You may remember last fall when we announced that we would no longer be making digitally printed notecards and postcards. We cited integrity and environmental reasons and my personal mental well being. Good reasons all. But we’ve since found that the decision threw other things into unbalance.
When we opened our shop our intention was to offer beautiful, simple, functional goods. Things we ourselves would be happy to buy and use. And it is the combination of buy AND use that was disappearing along with the digitally printed cards. By the time we calculated our costs for making a hand stenciled or hand drawn card we realized that they were no longer items one would buy to write a letter on, they were small pieces of art that I, for one, wouldn’t be willing to part with. So we revisited our printing dilemma with hopes of finding a solution that minimized environmental impact, improved quality control, and allowed us to offer affordable cards.

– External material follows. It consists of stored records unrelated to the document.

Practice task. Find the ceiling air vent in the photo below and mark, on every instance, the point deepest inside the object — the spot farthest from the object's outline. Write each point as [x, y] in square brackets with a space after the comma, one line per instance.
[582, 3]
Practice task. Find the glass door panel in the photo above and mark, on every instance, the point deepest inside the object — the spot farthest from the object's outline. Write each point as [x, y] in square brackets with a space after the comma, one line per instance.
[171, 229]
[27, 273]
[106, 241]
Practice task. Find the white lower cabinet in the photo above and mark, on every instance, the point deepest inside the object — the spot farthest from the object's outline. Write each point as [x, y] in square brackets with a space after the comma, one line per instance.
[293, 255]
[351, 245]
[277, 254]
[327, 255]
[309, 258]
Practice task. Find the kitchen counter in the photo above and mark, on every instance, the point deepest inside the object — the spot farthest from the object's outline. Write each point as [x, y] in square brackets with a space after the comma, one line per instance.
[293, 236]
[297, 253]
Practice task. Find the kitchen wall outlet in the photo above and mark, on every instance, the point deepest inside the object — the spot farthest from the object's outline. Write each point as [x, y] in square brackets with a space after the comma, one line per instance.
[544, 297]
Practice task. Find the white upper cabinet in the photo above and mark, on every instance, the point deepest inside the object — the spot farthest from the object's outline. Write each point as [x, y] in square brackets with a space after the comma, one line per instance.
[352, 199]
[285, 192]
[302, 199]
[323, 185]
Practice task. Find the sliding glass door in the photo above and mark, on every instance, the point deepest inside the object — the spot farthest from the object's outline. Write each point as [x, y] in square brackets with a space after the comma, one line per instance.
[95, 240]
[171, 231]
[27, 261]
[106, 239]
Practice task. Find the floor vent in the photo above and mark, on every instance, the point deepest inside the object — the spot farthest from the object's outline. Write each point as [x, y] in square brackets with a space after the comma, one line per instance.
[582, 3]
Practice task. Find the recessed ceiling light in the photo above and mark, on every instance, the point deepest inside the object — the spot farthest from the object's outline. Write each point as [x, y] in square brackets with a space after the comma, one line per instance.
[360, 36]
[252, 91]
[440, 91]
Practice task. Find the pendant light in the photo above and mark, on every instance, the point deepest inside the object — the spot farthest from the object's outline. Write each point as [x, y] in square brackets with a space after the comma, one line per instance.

To that end, we purchased a home printer*. This allows us to use 100% recycled papers from a source we love (French Paper) and to reuse or compost all our paper scrap. Printing at home gives me a lot more chances to make corrections so the print looks as much as possible like the original, something we couldn’t do when working with a commercial printer. Inks, and really anything with pigment (paint included), remain environmentally questionable at best. But we understand that everything we do has some kind of impact, and we decided this one was worth that cost.
New notecards are already in our shop and new postcards will be appearing soon. We’re pretty darn excited about all the newness we’ve got planned. So stay tuned.
* We got the printer at Omaha Goodwill’s GoodBytes Computer Store and I can’t say enough good things about the place. They accept all computer equipment donations and are hooked into programs to recycle or refurbish computers. So besides the clean, organized shelves of printers, they sell ready to go computers at great prices. The printers are tested if they have ink in them and we were able to plug ours in and confirm that it worked before purchasing it. Wow.